Security researchers have disclosed information about a zero-day vulnerability affecting Netgear routers. This flaw is affects 79 models manufactured by the company, which is one of the world's leading router companies.
Researchers point out the vulnerability has not been patched.
Related to firmware, the issue is located in the httpd web server and is described as a memory-safety flaw. Specifically, bad actors could bypass authentication on vulnerable Netgear routers. The issue has been found by both a researcher (d4rkn3ss) on One on the Zero Day Initiative (ZDI) and by Adam Nichols of cybersecurity company Grimm.
“The specific flaw exists within the httpd service, which listens on TCP Port 80 by default,” according to the ZDI report. “The issue results from the lack of proper validation of the length of user-supplied data prior to copying it to a fixed-length, stack-based buffer.”
Importantly, attackers wouldn't need to have authentication to start a hack and could simply use root privileges for access. Nichols found the same flaw in the Netgear R7000 router series but said it is also present in a total of 79 devices.

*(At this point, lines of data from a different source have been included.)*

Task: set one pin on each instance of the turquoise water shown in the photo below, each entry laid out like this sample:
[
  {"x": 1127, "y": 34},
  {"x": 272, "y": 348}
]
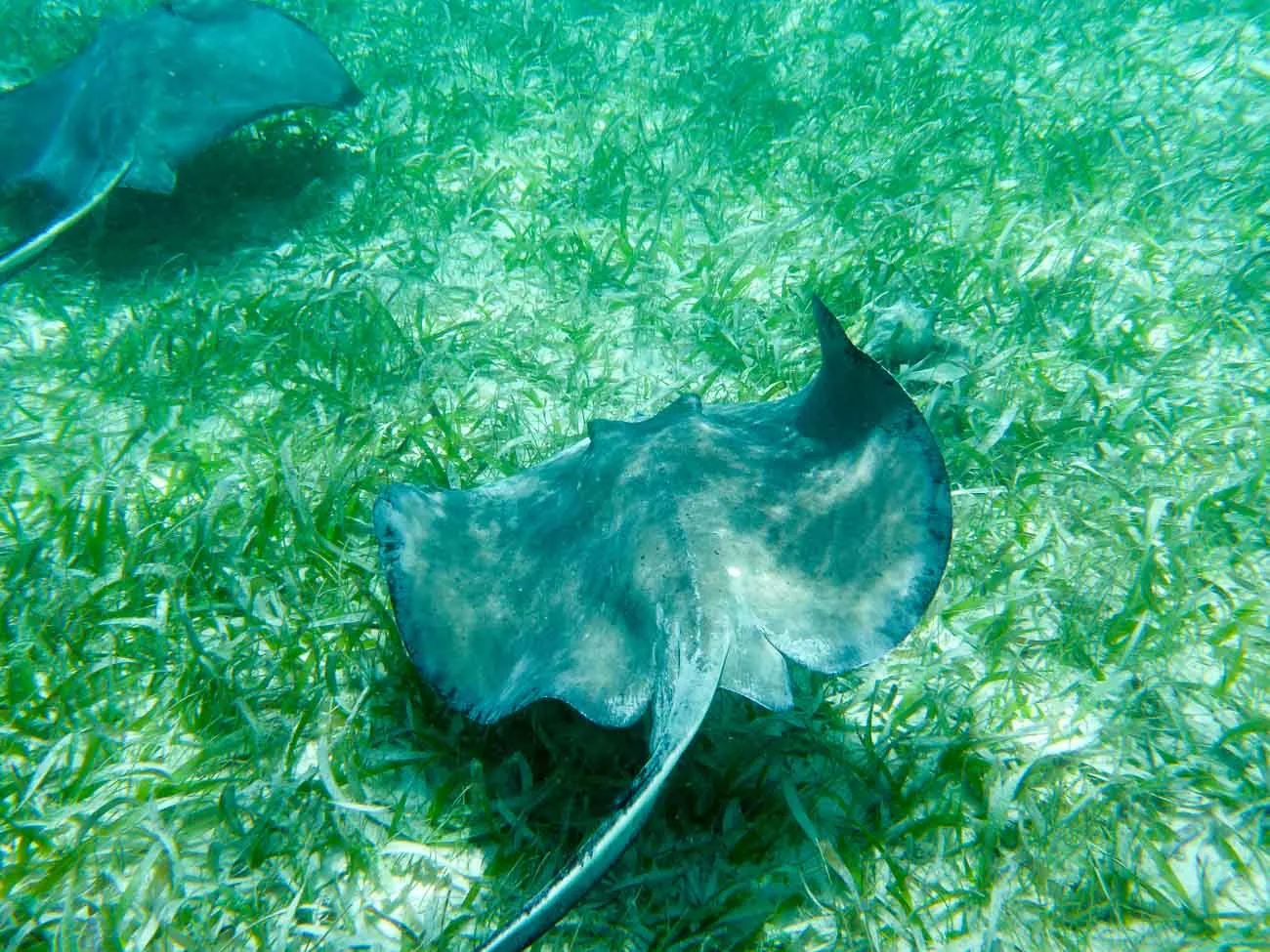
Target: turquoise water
[{"x": 1049, "y": 220}]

“This vulnerability affects firmwares as early as 2007 (WGT624v4, version 2.0.6),” he said. “Given the large number of firmware images, manually finding the appropriate gadgets is infeasible. Rather, this is a good opportunity to automate gadget detection.”
Netgear was informed by ZDI in January but has missed the 90-day timeframe to fix the issue. With no patch in site, ZDI has disclosed the information. Netgear asked for the 90-day limit to be increased until the end of this month. However, ZDI decided to go public.
Nichols pins the root of the problem on stack cookies, which will detect a stack buffer overflow before any malicious code can run. It is worth noting Netgear routers support this ability, but some firmware versions have not included it.
“Later versions of the D8500 and R6300v2 stopped using stack cookies. Making this vulnerability once again exploitable,” Nichols explained in the post. “This is just one more example of how SOHO device security has fallen behind as compared to other modern software.”
With no active patch available, owners of affected routers have a single mitigation to protect their devices. ZDI says users can restrict interaction with routers on trusted machines.
“Only the clients and servers that have a legitimate procedural relationship with the service should be permitted to communicate with it,” according to the report. “This could be accomplished in a number of ways, most notably with firewall rules/whitelisting.”